Healthcare Technology Featured Article

May 22, 2013

Five Steps to ACO Success

Last year, accountable care organizations (ACOs) were the shiniest toys in the health care reform box. This year, the shine is rapidly starting to tarnish as the hard work of implementation begins. It’s actually not all that surprising. Embracing the ACO model is one thing; getting it off the ground and making it work successfully are something else.

That message came through loud and clear in a February 25 letter from more than half of the Pioneer ACOs, the flagship Medicare program created by the Centers for Medicare and Medicaid Services (CMS). In it, 18 of the 32 Medicare Pioneer ACOs asked for a one-year delay in the planned transition from just reporting on quality measures to actually being paid for their performance in meeting those measures. The ACOs could drop out of the Pioneer program if they don’t like what happens next with CMS.

The Pioneer letter is symptomatic of the growing pains ACOs are experiencing. To be sure, the ACO concept is a work in progress, and implementation will undoubtedly be iterative. As the ACOs roll up their sleeves for the long haul, there are five steps ACOs must take to assess readiness and successfully move forward.

1. Assess gaps and define requirements. Successful ACOs must define where they are now, where they want to be and what it will take to achieve a defined amount of change. The nucleus of an ACO is its provider network, especially primary care physicians (PCPs). Gap assessment begins with a targeted evaluation of the diverse set of information technologies likely to be implemented across the provider network. This includes that which exists today as well as a broader view of what is needed in the future. The technology variations among PCPs being absorbed into an ACO must be addressed. The analysis will need to consider assumptions about the ACO’s size, resources and market environment. It must identify gaps in capabilities to proactively manage predefined populations as well as effectively coordinate care with interoperable electronic health records (EHRs) connected to a health information exchange. Then, an assessment is needed of revenue cycle management and reporting capabilities for use at the ACO level.

2. Develop solutions. Designing solutions to address gaps and requirements is a complex process, starting with the kinds of analyses described above. Successful ACOs will need a variety of technologies – more than certified EHRs, core revenue cycle management systems and sexy reporting measures. They must have a robust infrastructure to manage and share data. In designing solutions for specific technologies and related infrastructure, ACOs also must take into account a number of dimensions and implementation horizons. These include organizational objectives, staffing and skills, management systems, legal and regulatory concerns, priorities, acquisition processes and time frames, and capital budgets and their cycles.
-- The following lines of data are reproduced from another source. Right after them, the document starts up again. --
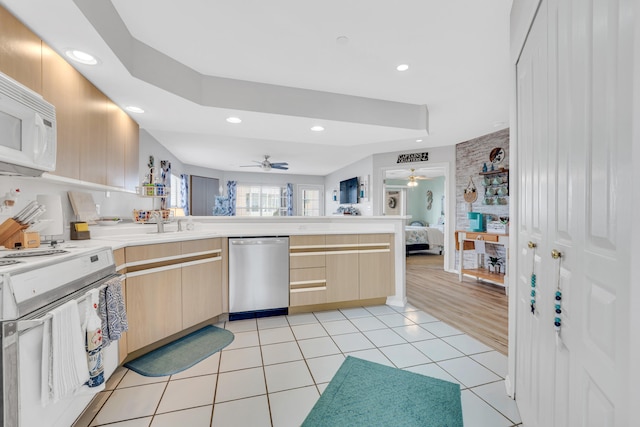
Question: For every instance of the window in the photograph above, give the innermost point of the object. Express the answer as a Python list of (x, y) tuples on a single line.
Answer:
[(311, 202), (175, 201), (260, 200)]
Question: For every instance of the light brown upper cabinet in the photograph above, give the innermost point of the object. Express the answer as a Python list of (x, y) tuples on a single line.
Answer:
[(20, 52), (97, 141)]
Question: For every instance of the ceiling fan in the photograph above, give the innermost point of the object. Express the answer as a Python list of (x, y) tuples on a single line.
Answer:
[(266, 165), (412, 180)]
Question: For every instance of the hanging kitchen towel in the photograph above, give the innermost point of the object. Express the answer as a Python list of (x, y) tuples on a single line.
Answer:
[(93, 342), (64, 361), (480, 246), (112, 311)]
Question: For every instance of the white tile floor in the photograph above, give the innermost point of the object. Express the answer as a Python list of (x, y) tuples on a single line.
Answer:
[(275, 369)]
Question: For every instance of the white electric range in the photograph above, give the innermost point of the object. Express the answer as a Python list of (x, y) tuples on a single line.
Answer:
[(32, 283)]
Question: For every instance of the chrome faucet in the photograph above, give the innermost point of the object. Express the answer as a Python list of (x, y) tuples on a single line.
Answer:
[(158, 216)]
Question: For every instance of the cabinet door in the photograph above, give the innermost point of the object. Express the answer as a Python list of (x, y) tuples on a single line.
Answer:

3. Construct the roadmap for access, management and exchange of data. Successful ACOs will need to have access to a variety of data – from EHRs to claims, pharmacy and revenue cycle data as well as input from patients. They also will need new technologies to exchange external data and marry them successfully with internal ACO data. Just having internal data from EHR silos is not enough anymore. A roadmap will be needed to manage the moving parts and data streams, as well as meet disparate, interlocking implementation timelines. Payers and a new cohort of business associates will need to share data with the ACOs, which will require a new way of thinking and new business models. It will be critically important for ACOs to gain access to claims, especially drug claims. These will provide the longitudinal history a clinician needs to effectively manage care transitions, develop care plans, manage chronic diseases and keep patients well. 

4. Transform data into actionable information. ACOs need data, but they have to make sense of those data so they can act appropriately. Robust analytics will be needed to identify patients at risk and those needing outreach for care, compare outcomes to utilization and costs, track progress on quality measures, measure costs and compliance, and compare performance against peers. Data from disparate sources must be transformed into actionable information at the point of care to detect gaps, provide accurate, up-to-date assessments and support evidence-based care across the continuum. Data from various sources will need to be translated into actionable information at the point of administration to manage contracts across the risk continuum, including calculating performance-based bonuses, risk adjustments and capitation. Critical to success will be the transformation of a variety of data streams into actionable information for quality reporting. While many organizations have done this, including Medicare Advantage plans, one size does not fit all and the “right” kinds of data may not be obtained so easily. These were core points in the Pioneer ACO letter. Going forward, robust analytics will help ACOs determine the most effective benefit designs, incentive structures, patient engagement mechanisms and clinical and management intervention strategies.

5. Begin a cultural shift. Physicians, hospitals and other ACO participants must work together to accelerate the move to a patient-centered care delivery model. A cultural shift must take place that is enabled by higher quality information at the point of care and a technology platform to engage patients in their health care. The focus on patients – involving them as active participants and engaging them in their own health care – will be challenging for hospitals, physicians and other ACO participants. Another kind of cultural shift also is needed to create heightened collaboration between payers and providers, which is central to ACO success. This was the subtext of the Pioneer ACO letter. It clearly signals that CMS must change its modus operandi. CMS must work from the start with the providers to achieve consensus on the set of quality measures that will be used. That appears to be what some commercial payers, such as Aetna and Cigna, are doing with their payer-provider ACOs.